To her astonishment, Andrew didn’t seem to think he’d done anything wrong.

He took a new job in Hertfordshire soon afterwards and dropped out of Jack’s life again, as if a child was something you could pick up and discard depending on your whims. Jack had been hurt by the way his father lost interest in him again, and it killed Erin to see him check his phone, hoping for a reply to a text he’d sent to his dad, and always being disappointed.

Eventually he seemed to stop trying and accept that Andrew was absent again, and Erin hated her ex-husband even more than she had before.

To her immense relief, there was no hint of recognition on the face of the officer currently standing on their threshold.

Of course there wasn’t. Jack had been ticked off and sent on his way five years ago, he wasn’t the boss of a notorious organised crime conglomerate.

‘No, I wasn’t expecting him. I’m meant to be picking him up from uni tomorrow,’ said Erin.

She turned to Jack, mortification and delight at seeing her son jostling for precedence.

‘Why didn’t you tell me you were coming home early? ’

‘I thought I had.’ He took his phone from his pocket and opened Messages, then grimaced. ‘It didn’t send. Sorry. I did think it was weird you hadn’t replied, but I knew you were at book club, so … sorry. My bad.’

‘Huh,’ said the first constable, tucking his baton into its holder on his belt. ‘Next time, maybe give your mum a ring, eh?’

‘Yeah, will do,’ said Jack, shaking his head, a smile creeping onto his face. ‘You never did like surprises, did you?’

‘No I bloody well don’t,’ said Erin. There were few things she liked less.

Despite that, she moved past the officers and took Jack in her arms. She gave him a fierce hug, then turned back to the police.

‘I’m so, so sorry for wasting your time.

Can I get you a cup of tea, or something, by way of an apology? ’

‘You’re all right,’ said the bigger man, his expression thawing as he viewed mother and son together. ‘We’d best get off and catch some actual intruders.’

‘Sorry again,’ said Jack. ‘That’s not a mistake I’ll make twice.’
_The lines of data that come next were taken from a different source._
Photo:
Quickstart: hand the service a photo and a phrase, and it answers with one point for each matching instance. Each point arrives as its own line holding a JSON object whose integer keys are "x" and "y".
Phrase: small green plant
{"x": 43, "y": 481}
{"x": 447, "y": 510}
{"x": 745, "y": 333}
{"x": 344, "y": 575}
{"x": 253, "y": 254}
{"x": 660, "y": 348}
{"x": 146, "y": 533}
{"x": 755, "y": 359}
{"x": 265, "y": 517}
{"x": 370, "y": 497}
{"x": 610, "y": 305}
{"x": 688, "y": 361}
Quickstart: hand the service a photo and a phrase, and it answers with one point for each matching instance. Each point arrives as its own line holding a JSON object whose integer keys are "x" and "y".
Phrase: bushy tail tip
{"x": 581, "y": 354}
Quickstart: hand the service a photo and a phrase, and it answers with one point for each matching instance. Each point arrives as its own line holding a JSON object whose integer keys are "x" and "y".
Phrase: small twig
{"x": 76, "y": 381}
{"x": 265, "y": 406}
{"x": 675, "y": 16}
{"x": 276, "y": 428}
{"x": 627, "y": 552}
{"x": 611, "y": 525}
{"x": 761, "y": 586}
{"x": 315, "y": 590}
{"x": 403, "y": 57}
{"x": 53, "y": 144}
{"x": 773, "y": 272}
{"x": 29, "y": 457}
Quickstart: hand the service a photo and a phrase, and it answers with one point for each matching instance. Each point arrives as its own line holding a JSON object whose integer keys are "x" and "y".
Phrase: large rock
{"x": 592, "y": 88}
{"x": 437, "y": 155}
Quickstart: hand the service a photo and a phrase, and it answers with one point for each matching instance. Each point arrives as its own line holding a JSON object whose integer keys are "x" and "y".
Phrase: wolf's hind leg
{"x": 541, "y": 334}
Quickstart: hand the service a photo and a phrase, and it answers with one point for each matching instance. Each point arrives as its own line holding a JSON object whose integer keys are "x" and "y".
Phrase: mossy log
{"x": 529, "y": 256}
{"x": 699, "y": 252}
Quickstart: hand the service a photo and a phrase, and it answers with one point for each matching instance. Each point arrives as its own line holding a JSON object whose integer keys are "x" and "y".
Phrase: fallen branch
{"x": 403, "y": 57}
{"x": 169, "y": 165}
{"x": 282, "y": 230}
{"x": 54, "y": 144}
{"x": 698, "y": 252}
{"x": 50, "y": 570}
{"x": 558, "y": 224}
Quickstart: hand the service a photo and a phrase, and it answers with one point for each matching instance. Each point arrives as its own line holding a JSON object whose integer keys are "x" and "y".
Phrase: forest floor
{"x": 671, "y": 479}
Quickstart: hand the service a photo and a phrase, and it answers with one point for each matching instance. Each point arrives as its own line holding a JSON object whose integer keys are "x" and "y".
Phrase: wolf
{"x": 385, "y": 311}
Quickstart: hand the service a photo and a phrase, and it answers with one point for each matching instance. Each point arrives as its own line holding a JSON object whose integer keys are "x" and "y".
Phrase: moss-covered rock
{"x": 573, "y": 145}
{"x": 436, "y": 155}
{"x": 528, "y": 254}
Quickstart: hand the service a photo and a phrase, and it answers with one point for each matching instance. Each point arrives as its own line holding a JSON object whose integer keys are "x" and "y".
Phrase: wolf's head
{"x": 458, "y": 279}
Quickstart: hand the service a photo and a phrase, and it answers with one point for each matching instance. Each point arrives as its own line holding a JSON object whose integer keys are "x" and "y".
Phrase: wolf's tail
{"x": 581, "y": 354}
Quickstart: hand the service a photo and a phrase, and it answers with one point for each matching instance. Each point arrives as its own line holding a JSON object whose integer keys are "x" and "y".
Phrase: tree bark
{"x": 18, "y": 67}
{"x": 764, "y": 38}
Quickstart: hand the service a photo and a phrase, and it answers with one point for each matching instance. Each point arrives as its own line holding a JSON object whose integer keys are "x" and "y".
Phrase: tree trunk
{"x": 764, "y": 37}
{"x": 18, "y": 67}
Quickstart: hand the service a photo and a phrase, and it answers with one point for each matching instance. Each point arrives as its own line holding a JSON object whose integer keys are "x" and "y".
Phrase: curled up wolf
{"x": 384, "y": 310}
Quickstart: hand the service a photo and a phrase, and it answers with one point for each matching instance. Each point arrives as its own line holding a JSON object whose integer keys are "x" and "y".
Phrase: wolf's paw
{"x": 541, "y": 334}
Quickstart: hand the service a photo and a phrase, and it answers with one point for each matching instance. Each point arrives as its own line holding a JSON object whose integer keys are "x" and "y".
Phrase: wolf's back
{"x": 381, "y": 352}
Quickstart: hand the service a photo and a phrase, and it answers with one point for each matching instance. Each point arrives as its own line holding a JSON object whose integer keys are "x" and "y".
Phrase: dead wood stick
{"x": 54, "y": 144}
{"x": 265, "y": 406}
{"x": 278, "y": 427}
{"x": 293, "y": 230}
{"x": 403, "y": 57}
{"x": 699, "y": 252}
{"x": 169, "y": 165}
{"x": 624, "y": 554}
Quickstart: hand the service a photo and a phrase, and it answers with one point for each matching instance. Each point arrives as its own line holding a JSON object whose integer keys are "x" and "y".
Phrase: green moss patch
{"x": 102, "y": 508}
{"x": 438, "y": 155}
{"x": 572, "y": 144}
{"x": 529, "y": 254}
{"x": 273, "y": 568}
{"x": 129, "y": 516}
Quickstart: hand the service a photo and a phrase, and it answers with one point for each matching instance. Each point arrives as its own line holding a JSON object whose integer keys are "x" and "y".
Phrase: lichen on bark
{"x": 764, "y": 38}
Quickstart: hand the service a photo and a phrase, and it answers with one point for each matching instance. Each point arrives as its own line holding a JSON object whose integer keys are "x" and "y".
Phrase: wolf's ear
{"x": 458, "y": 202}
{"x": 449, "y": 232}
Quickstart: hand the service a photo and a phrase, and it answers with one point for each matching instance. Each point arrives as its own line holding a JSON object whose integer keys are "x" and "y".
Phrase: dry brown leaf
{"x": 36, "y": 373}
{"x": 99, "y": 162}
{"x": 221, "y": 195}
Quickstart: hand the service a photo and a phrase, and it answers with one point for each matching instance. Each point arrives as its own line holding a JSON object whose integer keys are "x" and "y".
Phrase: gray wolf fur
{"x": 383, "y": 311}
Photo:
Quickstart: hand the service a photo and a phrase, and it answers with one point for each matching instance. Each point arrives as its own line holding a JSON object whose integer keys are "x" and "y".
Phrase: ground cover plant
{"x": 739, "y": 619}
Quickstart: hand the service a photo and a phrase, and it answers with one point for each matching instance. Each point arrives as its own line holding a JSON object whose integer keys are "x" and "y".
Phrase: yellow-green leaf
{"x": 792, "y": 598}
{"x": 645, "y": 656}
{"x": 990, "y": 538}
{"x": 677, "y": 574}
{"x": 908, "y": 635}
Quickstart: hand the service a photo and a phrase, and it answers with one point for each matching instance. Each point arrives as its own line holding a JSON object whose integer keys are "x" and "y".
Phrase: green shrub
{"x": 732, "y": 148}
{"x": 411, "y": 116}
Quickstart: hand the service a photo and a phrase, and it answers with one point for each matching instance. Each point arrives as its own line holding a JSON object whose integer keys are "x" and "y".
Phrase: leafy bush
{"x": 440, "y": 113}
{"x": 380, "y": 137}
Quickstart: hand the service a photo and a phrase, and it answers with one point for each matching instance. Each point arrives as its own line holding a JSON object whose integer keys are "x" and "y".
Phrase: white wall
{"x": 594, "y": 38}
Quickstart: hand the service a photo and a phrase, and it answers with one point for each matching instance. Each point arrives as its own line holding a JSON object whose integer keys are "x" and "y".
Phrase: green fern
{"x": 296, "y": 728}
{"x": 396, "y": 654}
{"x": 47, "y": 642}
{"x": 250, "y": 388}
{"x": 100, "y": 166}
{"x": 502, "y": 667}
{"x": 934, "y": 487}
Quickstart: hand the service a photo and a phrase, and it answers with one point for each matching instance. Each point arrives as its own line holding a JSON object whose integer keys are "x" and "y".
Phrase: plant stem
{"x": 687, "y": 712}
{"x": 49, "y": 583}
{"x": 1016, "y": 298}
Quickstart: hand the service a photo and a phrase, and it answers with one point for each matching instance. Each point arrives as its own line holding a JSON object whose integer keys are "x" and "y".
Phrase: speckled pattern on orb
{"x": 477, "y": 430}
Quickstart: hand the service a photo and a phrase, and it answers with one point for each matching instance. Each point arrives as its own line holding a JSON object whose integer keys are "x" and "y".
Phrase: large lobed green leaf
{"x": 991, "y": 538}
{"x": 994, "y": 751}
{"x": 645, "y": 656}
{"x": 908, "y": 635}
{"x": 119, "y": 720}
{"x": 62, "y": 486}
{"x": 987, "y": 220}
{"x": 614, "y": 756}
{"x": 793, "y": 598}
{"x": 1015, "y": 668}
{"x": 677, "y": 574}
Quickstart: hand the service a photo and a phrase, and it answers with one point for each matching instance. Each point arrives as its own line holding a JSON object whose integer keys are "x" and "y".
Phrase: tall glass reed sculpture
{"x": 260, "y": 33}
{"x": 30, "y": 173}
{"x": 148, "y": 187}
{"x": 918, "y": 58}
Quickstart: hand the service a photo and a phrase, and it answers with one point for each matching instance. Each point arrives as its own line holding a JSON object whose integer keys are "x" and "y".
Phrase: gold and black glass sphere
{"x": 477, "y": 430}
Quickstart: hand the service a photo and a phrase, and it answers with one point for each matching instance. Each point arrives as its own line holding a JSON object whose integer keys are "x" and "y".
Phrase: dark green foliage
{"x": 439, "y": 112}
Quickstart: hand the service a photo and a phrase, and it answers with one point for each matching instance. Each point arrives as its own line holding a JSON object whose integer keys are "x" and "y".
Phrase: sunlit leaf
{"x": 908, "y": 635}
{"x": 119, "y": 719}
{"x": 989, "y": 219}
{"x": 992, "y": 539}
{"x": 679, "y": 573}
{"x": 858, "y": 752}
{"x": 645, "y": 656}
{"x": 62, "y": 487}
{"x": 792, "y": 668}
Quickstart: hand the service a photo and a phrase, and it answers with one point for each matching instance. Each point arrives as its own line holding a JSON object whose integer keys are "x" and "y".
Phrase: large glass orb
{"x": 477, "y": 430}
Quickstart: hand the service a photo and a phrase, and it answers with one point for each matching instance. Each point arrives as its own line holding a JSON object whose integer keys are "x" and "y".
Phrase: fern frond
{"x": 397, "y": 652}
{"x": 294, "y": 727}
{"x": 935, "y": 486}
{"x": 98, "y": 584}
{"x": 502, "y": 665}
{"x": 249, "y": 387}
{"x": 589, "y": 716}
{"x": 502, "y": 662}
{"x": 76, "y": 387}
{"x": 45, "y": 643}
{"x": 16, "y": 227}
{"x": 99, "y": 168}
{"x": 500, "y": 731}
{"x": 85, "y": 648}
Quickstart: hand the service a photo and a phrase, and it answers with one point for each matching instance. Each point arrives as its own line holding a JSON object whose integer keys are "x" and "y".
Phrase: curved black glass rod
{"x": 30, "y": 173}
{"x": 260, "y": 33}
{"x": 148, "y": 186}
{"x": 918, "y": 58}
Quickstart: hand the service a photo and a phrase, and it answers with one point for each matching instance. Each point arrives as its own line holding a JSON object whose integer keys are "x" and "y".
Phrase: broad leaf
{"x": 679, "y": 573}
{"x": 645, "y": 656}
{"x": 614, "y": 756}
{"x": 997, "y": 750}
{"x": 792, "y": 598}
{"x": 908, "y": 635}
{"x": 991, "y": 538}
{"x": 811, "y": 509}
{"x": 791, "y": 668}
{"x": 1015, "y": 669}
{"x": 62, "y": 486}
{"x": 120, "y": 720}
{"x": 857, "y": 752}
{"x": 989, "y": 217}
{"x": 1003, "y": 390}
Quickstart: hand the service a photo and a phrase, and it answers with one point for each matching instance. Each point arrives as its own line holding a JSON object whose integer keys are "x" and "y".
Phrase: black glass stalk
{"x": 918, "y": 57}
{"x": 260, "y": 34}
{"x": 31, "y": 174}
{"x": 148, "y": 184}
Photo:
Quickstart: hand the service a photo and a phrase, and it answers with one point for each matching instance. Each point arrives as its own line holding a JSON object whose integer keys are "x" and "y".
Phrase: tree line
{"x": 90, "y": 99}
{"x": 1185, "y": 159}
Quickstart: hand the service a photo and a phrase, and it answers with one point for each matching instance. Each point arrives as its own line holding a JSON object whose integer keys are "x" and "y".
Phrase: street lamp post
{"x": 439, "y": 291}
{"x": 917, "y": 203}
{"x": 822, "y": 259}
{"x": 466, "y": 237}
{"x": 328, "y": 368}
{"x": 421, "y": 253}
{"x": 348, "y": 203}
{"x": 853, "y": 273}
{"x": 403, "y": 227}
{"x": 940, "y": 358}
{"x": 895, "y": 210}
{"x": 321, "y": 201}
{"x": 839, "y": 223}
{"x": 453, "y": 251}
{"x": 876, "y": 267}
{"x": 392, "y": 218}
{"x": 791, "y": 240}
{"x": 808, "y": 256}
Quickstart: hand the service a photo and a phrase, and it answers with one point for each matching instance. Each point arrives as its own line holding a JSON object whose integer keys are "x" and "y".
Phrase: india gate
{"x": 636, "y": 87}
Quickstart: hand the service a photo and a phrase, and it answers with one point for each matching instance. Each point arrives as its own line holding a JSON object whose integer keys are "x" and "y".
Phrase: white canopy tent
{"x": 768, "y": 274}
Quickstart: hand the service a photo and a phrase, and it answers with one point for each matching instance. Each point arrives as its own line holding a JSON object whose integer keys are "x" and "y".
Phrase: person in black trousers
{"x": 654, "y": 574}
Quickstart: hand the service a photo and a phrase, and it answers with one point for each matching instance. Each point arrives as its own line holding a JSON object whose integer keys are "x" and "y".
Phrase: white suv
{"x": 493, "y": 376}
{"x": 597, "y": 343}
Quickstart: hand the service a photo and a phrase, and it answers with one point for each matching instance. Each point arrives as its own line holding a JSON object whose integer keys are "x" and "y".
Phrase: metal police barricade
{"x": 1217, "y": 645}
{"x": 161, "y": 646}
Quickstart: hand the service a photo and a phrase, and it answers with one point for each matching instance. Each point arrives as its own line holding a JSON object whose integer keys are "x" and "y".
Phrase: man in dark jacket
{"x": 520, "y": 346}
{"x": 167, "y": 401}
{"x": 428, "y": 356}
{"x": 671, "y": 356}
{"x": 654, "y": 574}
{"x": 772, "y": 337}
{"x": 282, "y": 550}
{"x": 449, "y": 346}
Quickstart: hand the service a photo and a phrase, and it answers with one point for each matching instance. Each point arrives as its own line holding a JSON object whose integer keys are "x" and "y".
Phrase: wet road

‘And if you’re in the village, pop into The Bookmark, the café on Brigade Street, set back from Royal Parade. I own it, and there’ll be coffee and cake on the house.’

‘Might well take you up on that. Night then. Keep out of trouble.’

‘We’ll try. Thanks again. Bye.’ Erin waited until the two men reached the stairs before shutting the door and playfully walloping Jack on the arm. ‘You nearly gave me a conniption, you muppet.’

‘Sorry.’ He rubbed his arm, pretending to be hurt.

‘I should have made sure you knew I was on my way.’ He pulled her close and kissed the top of her head.

‘A girl from my course was heading this way home. Her dad hired a van, so there was room for my stuff. It seemed like a no-brainer to accept a lift to save you coming up in the car to get me tomorrow. I got over-excited at the idea of seeing your face when you found me here when you got back from book club and forgot you hadn’t messaged back.

’ He let her go and peered down at her face. ‘I didn’t think you’d call the feds.’

‘The feds? What are you like? We’re in London, not LA.’ She narrowed her eyes. ‘Although, it looks like I might have to call them again.’

His brow furrowed. ‘Why?’

Erin lifted a finger to touch the soft dark hair above her son’s top lip. ‘To arrest you for a crime against good taste. What’s that? It’s not the seventies, you know.’

‘Rude.’ Jack smoothed down his moustache with his hand. ‘I’ll have you know this is the height of fashion.’

Erin laughed. ‘The only man who ever suited a moustache is Tom Selleck.’

‘Who?’ said Jack.

‘Urgh, never mind, you’re too young to get it.’ Erin glanced past Jack at the piles of black bin liners stacked in the narrow hallway. ‘How much of that is washing?’

Jack grinned. ‘Only about fifty per cent.’

Erin huffed, but in truth, she didn’t care if the whole lot was a fetid pile of unwashed sheets. It might not have been the most relaxing of evenings, all told, but her lovely boy was home and that was the only thing that mattered.